Teresa Nielsen Hayden
Teresa Nielsen Hayden is a consulting editor for Tor Books, where she has worked with authors ranging from Poul Anderson and Gordon R. Dickson to Robert Charles Wilson, Jo Walton, and John M. Ford. At various points in her career she has also edited comic books, literary criticism, and utopian literature. Her essay collection Making Book was a Hugo finalist in 1995; a sequel, Making Conversation, was published in 2016. For other writing and publishing, she has been a Hugo finalist four times. With her husband, Patrick Nielsen Hayden, she co-edited the Hugo-nominated fanzine Izzard, won TAFF in 1985, and helped found the New York Review of Science Fiction; today, the Nielsen Haydens manage the weblog Making Light and were among the guests of honor at the 2016 Worldcon, MidAmericon 2, in Kansas City. Together, in 2003, they were awarded the Edward E. Smith Memorial Award (the “Skylark”), for service to the field.

Teresa Nielsen Hayden, photo credit: Patrick Nielsen Hayden
Sherwood Smith
Sherwood Smith began her publishing career in 1986, writing for adults, young adults, and middle-grade readers. To date she’s published over forty books. She’s also written short fiction, screenplays, media tie-ins, and collaborated with several authors including Andre Norton. Her 1995 novel Wren’s War was an Anne Lindbergh Honor Book.

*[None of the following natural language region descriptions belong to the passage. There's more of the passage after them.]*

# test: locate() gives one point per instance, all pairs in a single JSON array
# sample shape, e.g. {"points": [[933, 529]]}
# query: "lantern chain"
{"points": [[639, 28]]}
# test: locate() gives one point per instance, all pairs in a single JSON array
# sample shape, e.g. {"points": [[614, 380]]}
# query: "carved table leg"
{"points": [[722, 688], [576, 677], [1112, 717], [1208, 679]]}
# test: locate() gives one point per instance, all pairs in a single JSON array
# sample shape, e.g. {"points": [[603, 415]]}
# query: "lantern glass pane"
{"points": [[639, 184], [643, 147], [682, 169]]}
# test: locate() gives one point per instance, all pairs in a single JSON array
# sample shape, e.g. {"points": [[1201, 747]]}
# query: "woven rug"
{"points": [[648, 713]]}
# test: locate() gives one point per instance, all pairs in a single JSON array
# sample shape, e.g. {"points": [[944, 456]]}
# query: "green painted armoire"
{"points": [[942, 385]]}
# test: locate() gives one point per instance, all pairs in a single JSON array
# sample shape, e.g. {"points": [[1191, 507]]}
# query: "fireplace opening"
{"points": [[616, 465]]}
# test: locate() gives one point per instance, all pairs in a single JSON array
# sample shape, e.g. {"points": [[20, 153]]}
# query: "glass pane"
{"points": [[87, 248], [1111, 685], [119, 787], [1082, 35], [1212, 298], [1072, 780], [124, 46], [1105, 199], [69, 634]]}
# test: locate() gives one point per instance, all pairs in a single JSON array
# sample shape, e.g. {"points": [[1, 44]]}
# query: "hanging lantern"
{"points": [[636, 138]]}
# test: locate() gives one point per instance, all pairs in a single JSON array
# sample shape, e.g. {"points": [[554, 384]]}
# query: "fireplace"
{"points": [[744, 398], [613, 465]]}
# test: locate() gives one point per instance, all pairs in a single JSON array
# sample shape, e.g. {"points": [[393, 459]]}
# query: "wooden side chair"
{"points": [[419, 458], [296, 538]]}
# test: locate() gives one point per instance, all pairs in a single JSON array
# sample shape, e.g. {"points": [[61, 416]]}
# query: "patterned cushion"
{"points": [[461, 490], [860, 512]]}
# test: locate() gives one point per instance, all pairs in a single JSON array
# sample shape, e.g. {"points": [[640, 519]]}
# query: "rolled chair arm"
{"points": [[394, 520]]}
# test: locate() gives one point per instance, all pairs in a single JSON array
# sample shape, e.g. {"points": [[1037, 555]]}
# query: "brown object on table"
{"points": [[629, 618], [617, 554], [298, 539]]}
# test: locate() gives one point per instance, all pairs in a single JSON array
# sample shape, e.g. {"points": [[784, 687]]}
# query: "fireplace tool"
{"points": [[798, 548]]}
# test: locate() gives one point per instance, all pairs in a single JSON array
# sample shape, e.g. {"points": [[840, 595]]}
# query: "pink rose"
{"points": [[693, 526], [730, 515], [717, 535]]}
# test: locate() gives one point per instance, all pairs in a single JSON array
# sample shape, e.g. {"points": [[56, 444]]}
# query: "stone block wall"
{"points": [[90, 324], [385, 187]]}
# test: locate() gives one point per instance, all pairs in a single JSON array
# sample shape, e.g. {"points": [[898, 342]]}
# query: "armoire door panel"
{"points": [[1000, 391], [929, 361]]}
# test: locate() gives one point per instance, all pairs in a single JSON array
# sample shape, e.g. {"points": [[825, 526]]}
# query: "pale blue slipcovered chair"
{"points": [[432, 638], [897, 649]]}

She’s twice been a finalist for the Mythopoeic Fantasy Award, and is a Nebula finalist. Her latest books are A Sword Named Truth, from DAW, and Time of Daughters.
Valerie Valdes
Valerie Valdes’s work has been featured in Uncanny Magazine, Magic: the Gathering and several anthologies. Her debut novel Chilling Effect was shortlisted for the 2021 Arthur C. Clarke Award, and was also named one of Library Journal’s best SF/fantasy novels of 2019. Her space fantasy novel, Where Peace Is Lost, was named a 2024 Reading List Council honor title. Writing as Lia Amador, her first contemporary fantasy romance novel, Witch You Would, is forthcoming from Avon Books in September 2025.
Valerie is co-editor of the award-winning Escape Pod science fiction podcast, and currently works as a freelance writer and copy editor. She is a graduate of the University of Miami and the Viable Paradise workshop and has taught classes and given lectures for Writer’s Digest University, Clarion West and Georgia State University. She lives in Georgia with her husband and children.
2025 Editor-in-Residence
Patrick Nielsen Hayden, Editor-at-Large / VP, Tor Books

photo credit: Houari-B
Patrick Nielsen Hayden is Editor-at-Large and VP of Tor Books. Authors he has edited at Tor include Poul Anderson, Arthur C. Clarke, Glen Cook, Charles de Lint, Damon Knight, Ken MacLeod, George R. R. Martin, Laura J. Mixon, Harry Turtledove, David Weber, and Jack Womack, among many others; in addition, he has been responsible for publishing many notable first novels, including those of Maureen F. McHugh, Susan Palwick, Jonathan Lethem, Cory Doctorow, Jo Walton, John Scalzi, and Ada Palmer. He also occasionally acquires and edits original fiction for Tor.com. His most recent anthology is Twenty-First Century Science Fiction (2013), co-edited with the late David G. Hartwell. He has won three Hugo Awards and a World Fantasy Award for his editorial work. With his wife, Teresa Nielsen Hayden, he co-edited the Hugo-nominated fanzine Izzard, won TAFF in 1985, and helped found the New York Review of Science Fiction; in 2016, they were among the guests of honor at the 2016 Worldcon, MidAmericon 2, in Kansas City. The Nielsen Haydens’ website is at nielsenhayden.com, including their blog, Making Light.
Not teaching in 2025
Fonda Lee
Fonda Lee is the author of the epic fantasy Green Bone Saga, consisting of the novels Jade City, Jade War, and Jade Legacy, along with a prequel novella The Jade Setter of Janloon and a short story collection, Jade Shards. She is also the author of the science fiction novels Zeroboxer, Exo and Cross Fire. Her most recent work is the fantasy novella, Untethered Sky. Fonda is a winner of the World Fantasy Award, the Locus Award, and a five-time winner of the Aurora Award (Canada’s national science fiction and fantasy award), as well as a multiple finalist for the Hugo Award, the Nebula Award, and the Oregon Book Award. Her novels have garnered multiple starred reviews and appeared on Best of Year lists from NPR, Barnes & Noble, Syfy Wire, and others. Jade City has been translated in a dozen languages, named to TIME Magazine’s Top 100 Fantasy Books of All Time, and optioned for television development.
C. L. Polk
C. L. Polk (they/them) wrote the Hugo finalist series Kingston Cycle, beginning with the WFA winning novel Witchmark. Their Subjective Chaos Kind of Award winning novel The Midnight Bargain was a Canada Reads, Nebula, Locus, Ignyte, and World Fantasy Award finalist. After leaving high school early, they have worked as a film extra, sold vegetables on the street, and identified exotic insect species for a vast collection of lepidoptera before settling down to write fantasy novels.
Mx. Polk lives in Southern Alberta, among the traditional territories of the Blackfoot Confederacy, the Tsuut’ina, the Îyâxe Nakoda Nations, and the Métis Nation (Region 3). They dwell in an apartment the same age as them with too many books, and a yarn stash that could last a decade. A city person at heart, they menace the streets on rideshare scooters and ride a green bicycle with a basket on the front.